Como de costumbre, el primero es un apartamento de alquiler inaceptable, sucio y en mal estado. El segundo tiene posibilidades. Pero el tercero, me encanta. ¡Por fin! Meses buscando y aquí está, la casa de mis sueños. Creo que es una señal de Dios de que por fin mi vida va a cambiar.
La casa está en una tranquila calle con árboles y un camino de piedras y césped. Tiene cinco alturas, un par de habitaciones espaciosas y elegantes en cada planta, y una gran cocina en forma de isla en el nivel del jardín. Cuando revisamos la sobria y oscura biblioteca, le susurro a Carol que quiero hacer una oferta; lo hago a pesar de que la anciana rubia que vende la casa insinúa varias veces que está fuera de mis posibilidades. Cuando inspecciono el baño principal, por ejemplo, la dueña me muestra el bidé y me explica en voz demasiado alta y lenta que es lo que usan los europeos para enjuagarse después de usar el inodoro. Cuando admiro los candelabros del vestíbulo, me dice:
– Sí, son Minka, es una iluminación muy cara.
Y lo primero que dijo cuando llegamos fue que no estaba interesada en «alquilar la casa».
Ignoro sus comentarios y no los magnifico con reacción alguna. Sin embargo, la sonrisa de Carol desaparece y mira a la dueña con disimulada indignación durante todo el recorrido por la casa. Cuando Carol y yo salimos a la calle empedrada, con la fuente salpicando en el medio, deja escapar un suspiro de disgusto y se disculpa, como si tuviera la culpa. Está indignada.

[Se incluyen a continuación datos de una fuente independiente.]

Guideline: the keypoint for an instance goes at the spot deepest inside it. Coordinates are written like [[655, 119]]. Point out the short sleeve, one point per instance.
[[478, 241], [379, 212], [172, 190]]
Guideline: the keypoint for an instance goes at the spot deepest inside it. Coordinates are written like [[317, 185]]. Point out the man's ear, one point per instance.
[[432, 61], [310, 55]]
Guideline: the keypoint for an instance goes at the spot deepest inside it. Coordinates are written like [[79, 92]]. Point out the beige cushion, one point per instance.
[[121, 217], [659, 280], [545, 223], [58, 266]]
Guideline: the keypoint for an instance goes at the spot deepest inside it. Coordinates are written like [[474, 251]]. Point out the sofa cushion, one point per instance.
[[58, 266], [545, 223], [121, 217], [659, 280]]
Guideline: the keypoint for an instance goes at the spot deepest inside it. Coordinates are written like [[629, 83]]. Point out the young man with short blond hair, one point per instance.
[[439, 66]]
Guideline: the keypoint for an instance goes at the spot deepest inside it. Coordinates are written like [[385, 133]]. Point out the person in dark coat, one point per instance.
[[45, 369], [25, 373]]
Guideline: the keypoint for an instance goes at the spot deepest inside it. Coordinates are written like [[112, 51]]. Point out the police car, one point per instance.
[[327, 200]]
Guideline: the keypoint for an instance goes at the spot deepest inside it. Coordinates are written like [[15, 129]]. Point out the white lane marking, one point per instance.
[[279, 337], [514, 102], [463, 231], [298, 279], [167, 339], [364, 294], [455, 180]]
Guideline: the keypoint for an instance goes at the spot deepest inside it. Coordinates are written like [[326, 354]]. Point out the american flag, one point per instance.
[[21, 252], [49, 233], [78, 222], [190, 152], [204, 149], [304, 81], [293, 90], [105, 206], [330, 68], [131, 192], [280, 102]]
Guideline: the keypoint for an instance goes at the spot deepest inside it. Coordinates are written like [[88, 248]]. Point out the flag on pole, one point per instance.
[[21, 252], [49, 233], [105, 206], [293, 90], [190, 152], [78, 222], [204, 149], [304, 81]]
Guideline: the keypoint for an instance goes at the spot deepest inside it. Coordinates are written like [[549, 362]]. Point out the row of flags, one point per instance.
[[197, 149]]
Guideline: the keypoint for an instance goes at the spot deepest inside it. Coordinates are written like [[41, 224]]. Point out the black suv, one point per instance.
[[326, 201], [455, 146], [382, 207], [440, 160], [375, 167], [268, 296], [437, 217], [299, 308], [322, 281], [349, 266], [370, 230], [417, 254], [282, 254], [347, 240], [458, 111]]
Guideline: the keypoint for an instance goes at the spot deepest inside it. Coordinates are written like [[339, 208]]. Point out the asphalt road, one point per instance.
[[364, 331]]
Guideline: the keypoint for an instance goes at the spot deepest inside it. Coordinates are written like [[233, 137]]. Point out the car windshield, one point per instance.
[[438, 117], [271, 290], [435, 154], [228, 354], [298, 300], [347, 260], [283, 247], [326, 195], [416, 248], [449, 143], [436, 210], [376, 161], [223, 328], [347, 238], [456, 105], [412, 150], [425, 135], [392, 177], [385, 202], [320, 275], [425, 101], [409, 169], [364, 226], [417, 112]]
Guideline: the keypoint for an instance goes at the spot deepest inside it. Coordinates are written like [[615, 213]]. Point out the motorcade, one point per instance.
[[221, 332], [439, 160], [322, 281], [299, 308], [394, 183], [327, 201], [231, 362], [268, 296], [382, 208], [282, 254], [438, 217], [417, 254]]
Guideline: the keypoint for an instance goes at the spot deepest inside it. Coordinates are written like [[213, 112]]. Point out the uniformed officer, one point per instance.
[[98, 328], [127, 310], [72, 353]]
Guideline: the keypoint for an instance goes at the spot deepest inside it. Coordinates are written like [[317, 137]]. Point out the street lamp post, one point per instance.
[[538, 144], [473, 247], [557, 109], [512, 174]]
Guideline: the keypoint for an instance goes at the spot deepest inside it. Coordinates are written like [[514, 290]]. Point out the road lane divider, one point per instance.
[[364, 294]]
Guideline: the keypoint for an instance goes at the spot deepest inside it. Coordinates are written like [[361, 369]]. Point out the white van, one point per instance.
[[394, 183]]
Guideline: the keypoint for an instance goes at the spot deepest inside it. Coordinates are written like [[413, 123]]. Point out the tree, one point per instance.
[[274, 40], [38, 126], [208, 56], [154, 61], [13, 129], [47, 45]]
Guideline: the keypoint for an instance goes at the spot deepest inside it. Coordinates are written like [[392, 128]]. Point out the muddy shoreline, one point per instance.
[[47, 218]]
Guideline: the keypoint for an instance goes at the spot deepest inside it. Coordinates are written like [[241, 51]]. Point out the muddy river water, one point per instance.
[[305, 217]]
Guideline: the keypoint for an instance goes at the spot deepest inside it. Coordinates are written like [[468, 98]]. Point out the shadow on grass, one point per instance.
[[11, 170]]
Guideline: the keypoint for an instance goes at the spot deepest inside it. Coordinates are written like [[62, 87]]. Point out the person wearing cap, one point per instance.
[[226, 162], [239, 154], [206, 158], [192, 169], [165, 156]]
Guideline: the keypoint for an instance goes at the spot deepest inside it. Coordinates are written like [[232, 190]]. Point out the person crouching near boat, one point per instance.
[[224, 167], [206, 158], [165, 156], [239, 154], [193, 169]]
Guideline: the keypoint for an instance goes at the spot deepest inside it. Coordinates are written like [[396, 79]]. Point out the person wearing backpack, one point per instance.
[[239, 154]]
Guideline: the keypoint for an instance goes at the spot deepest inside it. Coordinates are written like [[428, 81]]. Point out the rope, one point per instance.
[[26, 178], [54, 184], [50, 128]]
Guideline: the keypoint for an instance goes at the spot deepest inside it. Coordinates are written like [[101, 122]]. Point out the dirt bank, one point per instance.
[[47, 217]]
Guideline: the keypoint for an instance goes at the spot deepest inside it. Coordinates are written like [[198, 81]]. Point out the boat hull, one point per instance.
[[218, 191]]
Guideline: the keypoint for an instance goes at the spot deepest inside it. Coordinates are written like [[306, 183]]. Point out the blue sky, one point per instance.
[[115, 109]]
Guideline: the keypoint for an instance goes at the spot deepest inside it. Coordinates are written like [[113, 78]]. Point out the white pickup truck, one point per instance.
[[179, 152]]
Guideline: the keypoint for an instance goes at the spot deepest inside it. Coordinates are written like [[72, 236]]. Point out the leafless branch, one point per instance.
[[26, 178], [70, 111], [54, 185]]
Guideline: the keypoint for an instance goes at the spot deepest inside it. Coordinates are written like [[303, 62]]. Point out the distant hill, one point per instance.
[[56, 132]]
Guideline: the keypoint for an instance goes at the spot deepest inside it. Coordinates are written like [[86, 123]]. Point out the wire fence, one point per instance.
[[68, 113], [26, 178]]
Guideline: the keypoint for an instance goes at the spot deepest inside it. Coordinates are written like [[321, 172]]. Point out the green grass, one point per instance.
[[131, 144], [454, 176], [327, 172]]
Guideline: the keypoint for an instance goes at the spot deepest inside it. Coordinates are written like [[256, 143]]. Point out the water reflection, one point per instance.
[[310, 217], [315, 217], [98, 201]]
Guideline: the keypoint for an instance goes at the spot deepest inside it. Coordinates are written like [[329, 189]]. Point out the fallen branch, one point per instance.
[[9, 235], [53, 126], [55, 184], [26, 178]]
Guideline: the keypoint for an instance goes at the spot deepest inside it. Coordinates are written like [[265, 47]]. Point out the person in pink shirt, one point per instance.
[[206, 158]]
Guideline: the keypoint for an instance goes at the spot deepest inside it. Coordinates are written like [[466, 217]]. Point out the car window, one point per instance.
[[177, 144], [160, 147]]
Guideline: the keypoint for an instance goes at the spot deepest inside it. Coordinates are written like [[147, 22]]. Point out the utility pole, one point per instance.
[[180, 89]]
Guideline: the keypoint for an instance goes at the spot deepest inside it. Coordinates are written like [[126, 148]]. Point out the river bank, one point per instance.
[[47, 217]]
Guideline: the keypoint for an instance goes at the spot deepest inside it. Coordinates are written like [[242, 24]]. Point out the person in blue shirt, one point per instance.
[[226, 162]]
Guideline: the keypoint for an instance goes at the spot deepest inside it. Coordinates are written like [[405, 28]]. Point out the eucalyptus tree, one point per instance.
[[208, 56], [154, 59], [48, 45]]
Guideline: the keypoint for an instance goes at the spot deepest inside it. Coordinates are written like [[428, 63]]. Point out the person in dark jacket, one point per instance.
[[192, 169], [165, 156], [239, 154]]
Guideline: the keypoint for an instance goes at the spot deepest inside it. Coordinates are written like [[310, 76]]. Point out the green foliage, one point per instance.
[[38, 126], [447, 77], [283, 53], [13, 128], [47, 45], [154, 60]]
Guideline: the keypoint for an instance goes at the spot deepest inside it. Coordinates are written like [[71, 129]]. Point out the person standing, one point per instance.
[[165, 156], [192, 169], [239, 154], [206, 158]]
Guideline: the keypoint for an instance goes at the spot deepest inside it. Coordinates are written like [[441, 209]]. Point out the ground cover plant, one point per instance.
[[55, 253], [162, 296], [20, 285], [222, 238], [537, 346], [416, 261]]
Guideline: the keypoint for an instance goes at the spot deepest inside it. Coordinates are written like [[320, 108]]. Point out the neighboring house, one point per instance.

– Esta gente -dice-. Lo siento mucho.
Le toco el hombro y digo:
– Carol, deja que el dinero hable por sí solo. Es la mejor política. Ofrezcamos un millón doscientos. Es un poco más de lo que piden.
Llego a casa y sus cosas ya han desaparecido. O, mejor dicho, ha desaparecido la ropa, los efectos personales del baño, el ordenador y los libros. Las únicas cosas con las que ha contribuido, las únicas que le han importado lo suficiente para llevárselas.
También hay una nota, garabateada en lápiz al dorso de un sobre usado, en la mesa del comedor. Ha encontrado, dice, una mujer íntegra, apasionada y con ideas. Se llama Juanita González, y la conoció en el autobús a Harvard Square. Subraya con dos líneas el nombre de Juanita González, como si me importara. Me imagino que ha encontrado a su madre Tierra, su causa inmigrante, la mujer que estará a la altura de las bajas expectativas que sus padres tienen de las mujeres con apellidos españoles.
Mejor para él.
En el resto de la nota me informa de que va a presentar los papeles del divorcio.
– Bien -digo en voz alta.
No me importa en absoluto. No era un verdadero matrimonio de todas formas; era un experimento antropológico.
Miro por la ventana hacia la oscuridad durante una buena media hora, sin moverme, viendo a la gente pasear por la ancha alameda de la avenida Commonwealth, vestidos con suéteres o en mangas de camisa; los abrigos están guardados durante un tiempo. Soy feliz, absolutamente feliz. Y me siento tan culpable que no puedo soportarlo. Trato de resumir en mi mente el matrimonio. Abro carpetas en mi cerebro, y perfiles, y organizo este desastre hasta que parece manejable. Podría llorar, claro, pero no sé para qué. En los últimos meses era como si estuviera desligándome de Brad, acostumbrándome poco a poco a estar sin él. Su desaparición no me sorprende, y no estoy tan dolida como preocupada por cómo explicárselo a mis padres y cómo arreglar mi nulidad para poder volverme a casar algún día ante los ojos de Dios.